There are three principal reasons why the European Community participates at the Economic Summits.

The first and most important reason is that the European Community has taken over powers from its member states in a number of areas which are also treated by the Summits. In this regard the European Community is unique. It is not an international organization.

It is a supranational decision-making body which can, and does, make decisions which are legally binding in its member states. Under the Treaty of Rome, some economic subjects -- principally international trade but also agriculture fall within Community competence. Member states have renounced the right to act alone. They act together on the basis of a joint Community position presented by the Commission on their behalf.

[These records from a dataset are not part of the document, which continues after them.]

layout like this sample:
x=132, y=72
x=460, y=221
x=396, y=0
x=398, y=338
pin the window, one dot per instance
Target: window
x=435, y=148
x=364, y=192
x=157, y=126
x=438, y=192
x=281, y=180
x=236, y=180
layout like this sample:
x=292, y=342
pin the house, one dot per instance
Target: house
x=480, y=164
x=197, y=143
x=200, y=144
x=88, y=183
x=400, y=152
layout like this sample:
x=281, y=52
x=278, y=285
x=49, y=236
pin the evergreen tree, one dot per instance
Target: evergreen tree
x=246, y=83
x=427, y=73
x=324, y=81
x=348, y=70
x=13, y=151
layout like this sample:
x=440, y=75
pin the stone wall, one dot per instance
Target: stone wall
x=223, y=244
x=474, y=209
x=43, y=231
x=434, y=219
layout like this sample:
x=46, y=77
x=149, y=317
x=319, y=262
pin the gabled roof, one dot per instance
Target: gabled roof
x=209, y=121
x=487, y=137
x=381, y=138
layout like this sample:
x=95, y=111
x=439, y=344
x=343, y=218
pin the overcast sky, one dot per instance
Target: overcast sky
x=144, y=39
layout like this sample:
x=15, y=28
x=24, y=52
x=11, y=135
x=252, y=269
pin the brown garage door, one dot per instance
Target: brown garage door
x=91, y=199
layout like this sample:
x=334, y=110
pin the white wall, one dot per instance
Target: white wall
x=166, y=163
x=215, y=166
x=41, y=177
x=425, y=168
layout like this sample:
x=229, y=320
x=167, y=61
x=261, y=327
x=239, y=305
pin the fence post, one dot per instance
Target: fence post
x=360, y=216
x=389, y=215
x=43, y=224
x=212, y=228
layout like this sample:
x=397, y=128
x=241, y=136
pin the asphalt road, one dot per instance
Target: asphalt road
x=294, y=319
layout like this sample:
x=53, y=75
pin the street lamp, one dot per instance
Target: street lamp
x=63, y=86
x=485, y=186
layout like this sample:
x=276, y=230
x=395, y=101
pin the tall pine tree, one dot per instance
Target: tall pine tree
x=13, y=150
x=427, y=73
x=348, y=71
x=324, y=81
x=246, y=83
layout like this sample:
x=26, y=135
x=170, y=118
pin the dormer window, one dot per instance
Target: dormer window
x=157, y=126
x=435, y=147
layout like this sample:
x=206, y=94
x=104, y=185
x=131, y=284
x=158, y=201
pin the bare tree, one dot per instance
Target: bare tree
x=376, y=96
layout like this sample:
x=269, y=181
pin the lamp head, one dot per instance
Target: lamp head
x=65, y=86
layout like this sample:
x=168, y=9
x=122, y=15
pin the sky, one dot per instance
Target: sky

In the GATT therefore it is the Commission which alone represents its member states.

The second reason is that the process of political co-operation is becoming increasingly important within the European Community; and Summits which were initially confined to economic issues have also to a growing extent turned their attention to international political questions. Where the Commission takes a common position on a given political issue, it does so in an intergovernmental framework separate from the usual Community institutional system. As the Commission does not play the same role in this framework as it does in the usual Community framework, the Presidency of the Council represents the Community for these issues. Clearly the Presidency cannot take a different position in the Summit from the position decided by the twelve member states.

The third reason is that its participation allows it to represent the eight smaller member states that are not included in their own right. These eight European industrial economies have a combined population of about 90 million, somewhat more than the separate populations of each of the four European countries that are present in their own right. They also have a combined GNP comparable to that of the United Kingdom and Italy: and are extremely open economies, contributing in many cases considerably more to world trade than their economic weight would suggest.

Community competence and summit issues overlap, but summits are necessary precisely because of the interaction between major issues. It is therefore not possible to draw strict boundary lines demarking issues on which the Community has competence.